For ideal capacitors (few are), the basic idea is \$Q=C\:V\$. Taking the full derivative, this is \$\text{d} Q = C\:\text{d} V+V\:\text{d}C\$. But it's usually assumed that \$\text{d}C=0\$ -- that there is no change in capacitance, since it is a fixed value in an ideal capacitor. So \$\text{d} Q = C\:\text{d} V\$. You can now introduce time by simply dividing both sides by \$\text{d} t\$, giving \$\frac{\text{d} Q}{\text{d} t} = C\:\frac{\text{d} V}{\text{d} t}=I\$. (The ad-hoc introduction of the infinitesimal of time can be done where it pleases.)
Your KVL loop equation is:
$$\begin{align*} V &= R\:I_{\left(t\right)}+\frac{1}{C}\int I_{\left(t\right)}\:\text{d}t\tag{1}\\\\ \text{d} V&=R\:\text{d}I_{\left(t\right)}+\frac{I_{\left(t\right)}}{C}\text{d} t=0\tag{2}\\\\ \text{d}I_{\left(t\right)}&=-\frac{I_{\left(t\right)}}{R\,C}\text{d} t\tag{3}\\\\ \frac{\text{d}I_{\left(t\right)}}{I_{\left(t\right)}}&=\frac{-1}{R\,C}\text{d} t\tag{4}\\\\ \int\frac{\text{d}I_{\left(t\right)}}{I_{\left(t\right)}}&=\frac{-1}{R\,C}\int\text{d} t\tag{5}\\\\ \operatorname{ln}\left(I_{\left(t\right)}\right)&=\frac{-t}{R\,C} + A_0\tag{6}\\\\ I_{\left(t\right)}&=e^{\left[\frac{-t}{R\,C} + A_0\right]}=e^{A_0}e^{\frac{-t}{R\,C}}=A\,e^{\frac{-t}{R\,C}}\tag{7} \end{align*}$$
Where \$A\$ is the constant of integration you need to worry about, now. At \$t=0\$, it must be that \$A=I_{t=0}\$. If the voltage across the capacitor at \$t=0\$ is \$V_C=0\:\text{V}\$, then it follows that \$A=\frac{V}{R}\$. So the result must be:
$$I_{\left(t\right)}=\frac{V}R\,e^{\frac{-t}{R\,C}}\tag{Series Current}\label{E1}$$
And,
$$\begin{align*} V_{C\left(t\right)} &= \frac{1}{C}\int I_{\left(t\right)}\:\text{d}t\tag{8}\\\\ &=\frac{1}{C}\int \frac{V}R\,e^{\frac{-t}{R\,C}}\:\text{d}t\tag{9}\\\\ &=\frac{V}{R\,C}\int e^{\frac{-t}{R\,C}}\:\text{d}t\tag{10}\\\\ &=\frac{V}{R\,C}\left[-R\,C\,e^{\frac{-t}{R\,C}} + A_0\right]\tag{11}\\\\ &=V\left[\frac{A_0}{R\,C}-e^{\frac{-t}{R\,C}}\right]\tag{12} \end{align*}$$
Again, at \$t=0\$ and assuming that \$V_{C\left(t=0\right)}=0\:\text{V}\$, it follows that \$A_0=R\,C\$. So:
$$V_{C\left(t\right)}=V\left[1-e^{\frac{-t}{R\,C}}\right]\label{E2}\tag{Capacitor Voltage}$$
That's it. The \$\ref{E1}\$ equation provides the current in both \$R\$ and \$C\$, since both must be the same. The \$\ref{E2}\$ equation provides the voltage that accumulates onto the capacitor over time.

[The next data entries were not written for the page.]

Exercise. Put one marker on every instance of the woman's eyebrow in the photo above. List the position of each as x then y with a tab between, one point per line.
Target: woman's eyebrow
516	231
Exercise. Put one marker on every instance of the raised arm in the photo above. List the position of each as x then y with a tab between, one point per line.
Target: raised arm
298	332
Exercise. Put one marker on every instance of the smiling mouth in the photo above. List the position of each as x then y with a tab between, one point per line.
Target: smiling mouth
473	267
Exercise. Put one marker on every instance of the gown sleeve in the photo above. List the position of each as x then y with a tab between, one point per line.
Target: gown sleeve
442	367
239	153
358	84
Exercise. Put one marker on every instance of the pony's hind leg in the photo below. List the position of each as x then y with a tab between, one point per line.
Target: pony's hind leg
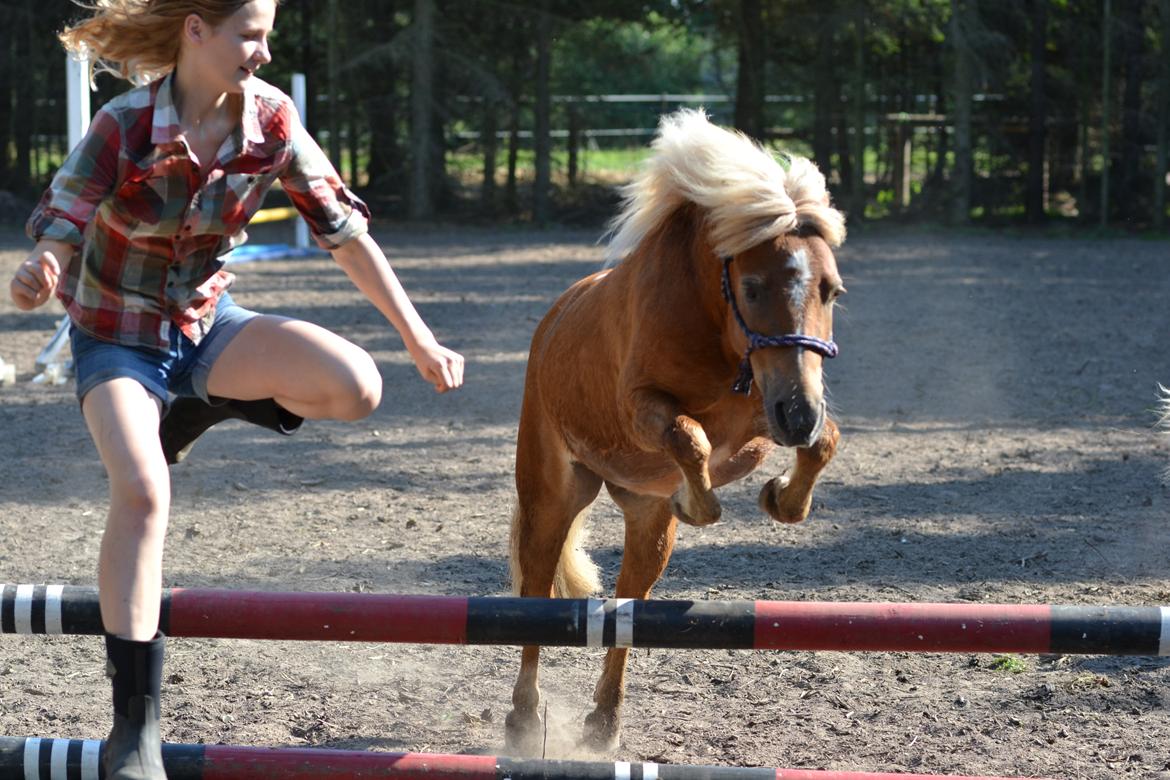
549	509
649	539
787	498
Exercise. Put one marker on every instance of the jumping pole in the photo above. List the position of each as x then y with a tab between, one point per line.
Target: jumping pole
74	759
611	622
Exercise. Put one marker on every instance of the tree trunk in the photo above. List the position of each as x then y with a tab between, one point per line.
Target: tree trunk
6	101
1106	101
421	110
1160	168
575	126
749	91
332	67
1036	199
489	145
308	67
825	101
858	180
1084	158
1133	36
542	142
961	191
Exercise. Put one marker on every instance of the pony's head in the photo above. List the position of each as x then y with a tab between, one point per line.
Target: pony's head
770	222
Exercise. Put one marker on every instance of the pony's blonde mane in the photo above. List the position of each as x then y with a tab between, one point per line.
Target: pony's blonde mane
748	195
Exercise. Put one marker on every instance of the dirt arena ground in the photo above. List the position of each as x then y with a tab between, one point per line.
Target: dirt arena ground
996	398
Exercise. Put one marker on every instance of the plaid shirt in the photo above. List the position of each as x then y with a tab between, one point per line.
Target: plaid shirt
150	232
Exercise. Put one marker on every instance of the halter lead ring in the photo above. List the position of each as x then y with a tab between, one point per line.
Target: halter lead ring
758	340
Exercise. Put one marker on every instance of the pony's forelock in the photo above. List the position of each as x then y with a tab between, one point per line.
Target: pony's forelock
748	195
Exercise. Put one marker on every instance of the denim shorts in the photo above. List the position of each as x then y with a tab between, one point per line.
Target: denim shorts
180	371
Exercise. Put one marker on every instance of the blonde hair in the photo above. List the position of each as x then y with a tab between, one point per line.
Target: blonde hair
748	194
138	40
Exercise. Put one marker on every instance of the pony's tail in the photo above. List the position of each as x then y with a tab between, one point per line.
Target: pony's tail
577	575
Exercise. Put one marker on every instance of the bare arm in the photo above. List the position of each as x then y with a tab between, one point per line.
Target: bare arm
38	276
367	268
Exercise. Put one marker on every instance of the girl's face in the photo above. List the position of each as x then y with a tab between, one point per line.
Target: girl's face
226	56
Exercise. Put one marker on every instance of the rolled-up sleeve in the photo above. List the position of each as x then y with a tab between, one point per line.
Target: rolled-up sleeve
80	186
334	213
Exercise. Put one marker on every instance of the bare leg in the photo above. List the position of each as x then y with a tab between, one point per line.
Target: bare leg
123	420
787	498
649	539
305	368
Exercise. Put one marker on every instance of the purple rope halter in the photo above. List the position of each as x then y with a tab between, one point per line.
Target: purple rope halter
758	340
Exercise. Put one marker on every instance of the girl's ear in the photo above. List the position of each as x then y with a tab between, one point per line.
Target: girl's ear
194	29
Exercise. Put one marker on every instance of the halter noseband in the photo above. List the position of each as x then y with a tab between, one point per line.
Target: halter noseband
758	340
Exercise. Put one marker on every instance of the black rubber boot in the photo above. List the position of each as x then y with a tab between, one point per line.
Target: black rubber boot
188	418
133	750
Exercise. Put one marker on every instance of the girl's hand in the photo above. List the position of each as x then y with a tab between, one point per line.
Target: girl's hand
440	366
35	281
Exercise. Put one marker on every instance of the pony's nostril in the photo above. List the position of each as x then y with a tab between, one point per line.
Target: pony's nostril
782	419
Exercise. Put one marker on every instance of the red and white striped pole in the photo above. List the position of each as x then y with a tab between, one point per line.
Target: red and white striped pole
612	622
75	759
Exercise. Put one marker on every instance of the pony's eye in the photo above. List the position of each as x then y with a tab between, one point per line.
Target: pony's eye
831	292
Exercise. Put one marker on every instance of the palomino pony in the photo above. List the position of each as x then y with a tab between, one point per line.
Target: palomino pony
674	372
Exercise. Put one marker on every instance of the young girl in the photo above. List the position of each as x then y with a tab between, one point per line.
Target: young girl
130	235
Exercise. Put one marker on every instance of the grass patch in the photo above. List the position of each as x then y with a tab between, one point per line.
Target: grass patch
1009	663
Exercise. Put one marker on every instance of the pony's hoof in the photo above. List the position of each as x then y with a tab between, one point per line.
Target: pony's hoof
523	733
706	515
777	502
601	732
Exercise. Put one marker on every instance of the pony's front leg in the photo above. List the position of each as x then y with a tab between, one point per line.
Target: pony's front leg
787	498
660	425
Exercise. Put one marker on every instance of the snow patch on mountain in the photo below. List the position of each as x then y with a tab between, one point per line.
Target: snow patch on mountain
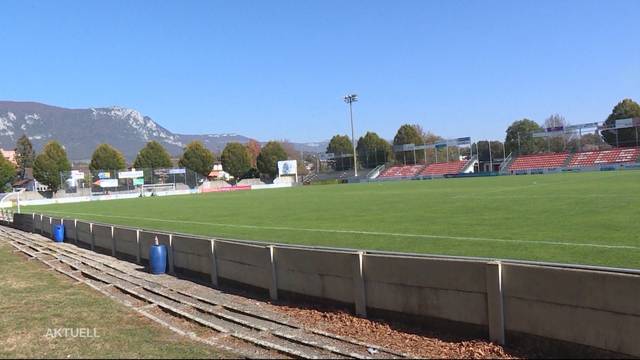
7	124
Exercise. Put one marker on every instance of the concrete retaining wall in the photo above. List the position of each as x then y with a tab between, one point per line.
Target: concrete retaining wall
24	222
83	229
593	307
587	307
448	289
126	242
70	229
46	226
244	263
322	274
102	237
192	254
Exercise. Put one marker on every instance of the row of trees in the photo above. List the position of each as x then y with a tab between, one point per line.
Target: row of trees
372	150
241	161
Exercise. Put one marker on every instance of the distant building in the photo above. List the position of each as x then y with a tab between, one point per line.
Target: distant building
218	174
29	183
9	155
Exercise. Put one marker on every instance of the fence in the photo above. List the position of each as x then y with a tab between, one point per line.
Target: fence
597	307
103	182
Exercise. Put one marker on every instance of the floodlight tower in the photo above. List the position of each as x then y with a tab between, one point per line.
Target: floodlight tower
350	99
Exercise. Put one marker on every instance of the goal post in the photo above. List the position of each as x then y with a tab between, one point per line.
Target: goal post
154	189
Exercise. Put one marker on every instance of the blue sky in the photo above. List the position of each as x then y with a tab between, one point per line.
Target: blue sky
278	69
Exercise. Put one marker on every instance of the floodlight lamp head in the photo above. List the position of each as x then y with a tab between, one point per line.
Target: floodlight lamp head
351	98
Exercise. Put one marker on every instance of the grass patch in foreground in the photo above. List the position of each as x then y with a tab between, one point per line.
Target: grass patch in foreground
34	300
584	218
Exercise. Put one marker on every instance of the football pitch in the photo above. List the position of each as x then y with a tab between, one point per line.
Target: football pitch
582	218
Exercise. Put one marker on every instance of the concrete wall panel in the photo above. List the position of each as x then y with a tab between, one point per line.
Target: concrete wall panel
447	304
602	329
69	229
102	236
584	288
84	232
46	226
321	274
126	241
425	272
192	254
244	263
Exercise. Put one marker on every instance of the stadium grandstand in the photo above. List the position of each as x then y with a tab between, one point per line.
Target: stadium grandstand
589	159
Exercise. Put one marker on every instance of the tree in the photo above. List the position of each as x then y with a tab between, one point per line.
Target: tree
558	142
7	174
431	138
625	109
198	158
481	148
268	158
293	154
409	134
152	156
253	147
235	160
49	164
341	147
373	150
519	138
25	155
106	157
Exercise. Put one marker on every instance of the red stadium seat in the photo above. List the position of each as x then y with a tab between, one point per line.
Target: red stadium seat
452	167
539	161
594	158
401	171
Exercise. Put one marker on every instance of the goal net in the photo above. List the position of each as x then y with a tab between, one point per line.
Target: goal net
154	189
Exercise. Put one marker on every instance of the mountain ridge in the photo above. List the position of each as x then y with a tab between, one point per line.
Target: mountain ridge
81	130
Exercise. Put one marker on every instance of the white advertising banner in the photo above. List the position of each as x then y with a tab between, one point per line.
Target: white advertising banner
177	171
287	167
130	174
624	123
108	183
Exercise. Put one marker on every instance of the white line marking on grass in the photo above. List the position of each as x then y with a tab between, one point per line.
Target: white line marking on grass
375	233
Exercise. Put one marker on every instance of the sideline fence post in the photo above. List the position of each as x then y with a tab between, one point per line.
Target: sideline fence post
495	310
273	288
93	241
171	268
214	265
359	294
138	246
75	226
113	242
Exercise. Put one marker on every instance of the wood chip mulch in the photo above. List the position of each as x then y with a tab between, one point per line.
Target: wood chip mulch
412	341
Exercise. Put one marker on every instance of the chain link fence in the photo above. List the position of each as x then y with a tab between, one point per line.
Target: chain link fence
142	181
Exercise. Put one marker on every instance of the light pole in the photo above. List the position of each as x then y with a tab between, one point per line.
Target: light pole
350	99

Simple answer is after switch closes, Ip=V/R then decays with a slope dV/dt=V/RC = V/T then exponential decay. So Vc rises with this slope with same exponential rise toward Vc with a linear asymptote at the t=T=RC at V=~64%Vcc then slower as current reduces.